Thursday, September 3, 2020

I’m Not Looking Forward to It.

 


By G. E. Shuman

 

          A lot of years ago I needed to undergo an unusually frightening medical procedure. Well, to me it was unusually frightening, because at that time ANY medical procedure was off the charts, frightening-wise, to me, and this one was off the chart that was way above all the other charts. I didn’t want to do it. Nope, I didn’t. But I needed to.

          I met with the doctor. He explained to me what would happen and what part of that happening I would actually experience. I didn’t like any of what he said. Nope, I really didn’t, again. Anyway, I do still remember bits of that long-ago conversation and a few things that the doctor said to me. What I said to him was one incomprehensible babble after another, I’m sure. After going over the procedure with me, he asked me how I felt about it. My answer, offered through what I remember as trembling and stumbling words, was, “Well, I’m not exactly looking forward to it,” to which the wise doctor offered a wise and direct reply.
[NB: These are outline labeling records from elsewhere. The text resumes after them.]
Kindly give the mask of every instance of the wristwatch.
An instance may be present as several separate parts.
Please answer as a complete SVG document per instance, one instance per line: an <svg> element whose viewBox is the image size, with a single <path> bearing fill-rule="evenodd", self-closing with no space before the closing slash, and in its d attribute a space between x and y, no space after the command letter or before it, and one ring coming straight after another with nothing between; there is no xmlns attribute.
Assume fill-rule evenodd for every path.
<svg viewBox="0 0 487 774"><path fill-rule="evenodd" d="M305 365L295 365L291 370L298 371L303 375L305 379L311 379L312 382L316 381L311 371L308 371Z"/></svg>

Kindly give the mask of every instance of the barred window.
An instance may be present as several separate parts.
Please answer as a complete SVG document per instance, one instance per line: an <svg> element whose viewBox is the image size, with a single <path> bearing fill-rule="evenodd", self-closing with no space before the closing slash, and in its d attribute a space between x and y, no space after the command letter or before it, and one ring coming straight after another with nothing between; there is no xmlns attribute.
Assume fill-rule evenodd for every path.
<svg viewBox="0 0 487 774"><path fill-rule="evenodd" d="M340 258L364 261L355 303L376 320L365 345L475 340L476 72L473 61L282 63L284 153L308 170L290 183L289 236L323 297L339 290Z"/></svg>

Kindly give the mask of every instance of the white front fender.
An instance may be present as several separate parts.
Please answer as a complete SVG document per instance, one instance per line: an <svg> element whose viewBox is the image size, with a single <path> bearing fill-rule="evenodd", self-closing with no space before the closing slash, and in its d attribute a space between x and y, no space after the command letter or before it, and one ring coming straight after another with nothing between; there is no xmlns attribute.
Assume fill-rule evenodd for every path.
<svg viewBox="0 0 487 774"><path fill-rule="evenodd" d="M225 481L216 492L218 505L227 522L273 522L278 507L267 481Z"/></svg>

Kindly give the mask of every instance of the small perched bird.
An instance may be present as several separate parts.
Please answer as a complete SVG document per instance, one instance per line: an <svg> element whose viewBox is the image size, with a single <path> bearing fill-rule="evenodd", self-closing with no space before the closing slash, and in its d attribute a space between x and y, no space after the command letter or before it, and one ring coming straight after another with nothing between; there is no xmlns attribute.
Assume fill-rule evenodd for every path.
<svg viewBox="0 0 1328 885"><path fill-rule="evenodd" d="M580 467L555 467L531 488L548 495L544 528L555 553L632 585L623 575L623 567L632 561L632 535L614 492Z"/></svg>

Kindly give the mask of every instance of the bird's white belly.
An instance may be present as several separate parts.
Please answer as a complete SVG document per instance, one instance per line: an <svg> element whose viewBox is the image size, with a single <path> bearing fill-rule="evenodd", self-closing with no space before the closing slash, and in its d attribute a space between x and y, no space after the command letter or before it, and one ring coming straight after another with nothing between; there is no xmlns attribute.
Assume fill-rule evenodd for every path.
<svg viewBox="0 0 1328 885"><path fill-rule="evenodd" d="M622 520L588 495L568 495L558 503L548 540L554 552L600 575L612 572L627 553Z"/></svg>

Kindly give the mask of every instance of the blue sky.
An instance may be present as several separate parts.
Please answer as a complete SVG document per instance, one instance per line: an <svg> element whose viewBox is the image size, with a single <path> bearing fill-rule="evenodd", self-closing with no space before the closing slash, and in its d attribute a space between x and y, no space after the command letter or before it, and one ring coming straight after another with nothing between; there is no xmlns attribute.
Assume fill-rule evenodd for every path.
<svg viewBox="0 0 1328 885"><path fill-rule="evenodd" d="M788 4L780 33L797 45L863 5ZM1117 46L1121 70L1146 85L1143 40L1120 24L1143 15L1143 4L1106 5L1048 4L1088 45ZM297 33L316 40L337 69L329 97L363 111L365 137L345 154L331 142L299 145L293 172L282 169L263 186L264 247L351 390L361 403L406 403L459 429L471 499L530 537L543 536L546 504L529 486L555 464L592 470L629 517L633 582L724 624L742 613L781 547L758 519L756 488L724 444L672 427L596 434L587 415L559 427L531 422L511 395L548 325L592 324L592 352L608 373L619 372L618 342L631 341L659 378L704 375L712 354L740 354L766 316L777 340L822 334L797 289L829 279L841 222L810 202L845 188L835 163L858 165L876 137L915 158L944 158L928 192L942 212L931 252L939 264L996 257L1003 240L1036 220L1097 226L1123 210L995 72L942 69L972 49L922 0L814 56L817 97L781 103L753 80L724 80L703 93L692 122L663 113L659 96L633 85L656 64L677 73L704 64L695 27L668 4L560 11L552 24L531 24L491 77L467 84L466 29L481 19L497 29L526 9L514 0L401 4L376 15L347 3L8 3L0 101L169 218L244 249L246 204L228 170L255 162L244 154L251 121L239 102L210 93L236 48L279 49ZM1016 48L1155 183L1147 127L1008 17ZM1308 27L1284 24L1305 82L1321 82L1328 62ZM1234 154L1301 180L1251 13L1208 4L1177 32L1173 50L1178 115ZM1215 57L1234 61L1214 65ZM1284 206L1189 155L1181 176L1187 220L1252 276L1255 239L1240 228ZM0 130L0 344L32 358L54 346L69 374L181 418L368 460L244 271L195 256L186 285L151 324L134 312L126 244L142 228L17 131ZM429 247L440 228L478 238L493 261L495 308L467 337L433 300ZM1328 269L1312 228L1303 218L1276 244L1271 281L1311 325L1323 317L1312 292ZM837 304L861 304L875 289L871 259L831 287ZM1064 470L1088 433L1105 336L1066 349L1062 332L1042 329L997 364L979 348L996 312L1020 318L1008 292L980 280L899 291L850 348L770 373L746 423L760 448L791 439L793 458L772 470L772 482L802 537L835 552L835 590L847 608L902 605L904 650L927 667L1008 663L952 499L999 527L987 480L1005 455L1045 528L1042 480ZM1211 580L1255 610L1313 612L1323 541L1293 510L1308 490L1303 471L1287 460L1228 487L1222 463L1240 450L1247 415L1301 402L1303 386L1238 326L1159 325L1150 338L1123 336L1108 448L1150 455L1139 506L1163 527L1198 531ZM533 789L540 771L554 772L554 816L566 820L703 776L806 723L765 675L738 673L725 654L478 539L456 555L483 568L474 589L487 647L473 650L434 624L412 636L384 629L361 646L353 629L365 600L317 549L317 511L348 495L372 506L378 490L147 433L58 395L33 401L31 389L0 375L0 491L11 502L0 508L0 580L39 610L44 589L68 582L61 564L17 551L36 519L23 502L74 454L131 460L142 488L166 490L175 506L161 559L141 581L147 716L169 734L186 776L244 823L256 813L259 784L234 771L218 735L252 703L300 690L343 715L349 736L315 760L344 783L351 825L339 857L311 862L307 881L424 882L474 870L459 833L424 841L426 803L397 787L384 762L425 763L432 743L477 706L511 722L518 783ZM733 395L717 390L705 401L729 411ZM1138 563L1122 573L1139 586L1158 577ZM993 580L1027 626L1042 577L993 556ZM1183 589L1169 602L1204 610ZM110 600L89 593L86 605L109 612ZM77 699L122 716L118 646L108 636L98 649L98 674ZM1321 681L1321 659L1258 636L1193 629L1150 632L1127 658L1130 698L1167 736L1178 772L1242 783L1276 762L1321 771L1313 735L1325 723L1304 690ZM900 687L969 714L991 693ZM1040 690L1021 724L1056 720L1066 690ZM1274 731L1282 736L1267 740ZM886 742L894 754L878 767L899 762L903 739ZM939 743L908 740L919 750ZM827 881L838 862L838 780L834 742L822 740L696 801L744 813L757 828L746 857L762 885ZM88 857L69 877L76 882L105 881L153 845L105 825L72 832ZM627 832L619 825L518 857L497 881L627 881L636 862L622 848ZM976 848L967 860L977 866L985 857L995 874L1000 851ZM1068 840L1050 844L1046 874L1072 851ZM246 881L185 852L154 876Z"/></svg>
          He simply said: “Of course you’re not looking forward to it. There would have to be something wrong with you if you were looking forward to it.”

          As I look back on that long-ago conversation with a doctor that I will probably never meet again, I wish I could tell him just how profound his words were to me. No, I wasn’t looking forward to the procedure, but that was because there was not that ‘something’ that he mentioned, wrong with me. No one looks forward to some certain and uncomfortable things that they must endure if there is not something wrong with them. See? 

 

          Now, in the present time, which is a long time past the time of my conversation with that doctor, and actually within the next week or so, I will have to confront a surgery that I am in some dread of. Did I say ‘some’ dread? Can you see my knees shaking from where you are?

          My upcoming operation is a common thing that people undergo all the time, and yes, I’m going to be okay, and I will survive to write more columns, (if you happen to like that idea or not). Still, deep down, something about it is trying its best to scare the begeebers out of me.

          My unbelievably wonderful wife is totally on my side, my entire family is united in prayer for me, and I know I will be right back here, in a week or two, rambling on again and boring you to tears.

          No, I’m not looking forward to what I need to go through, and that’s okay. God is right here with me. Besides that, there would have to be something wrong with me if I were looking forward to it.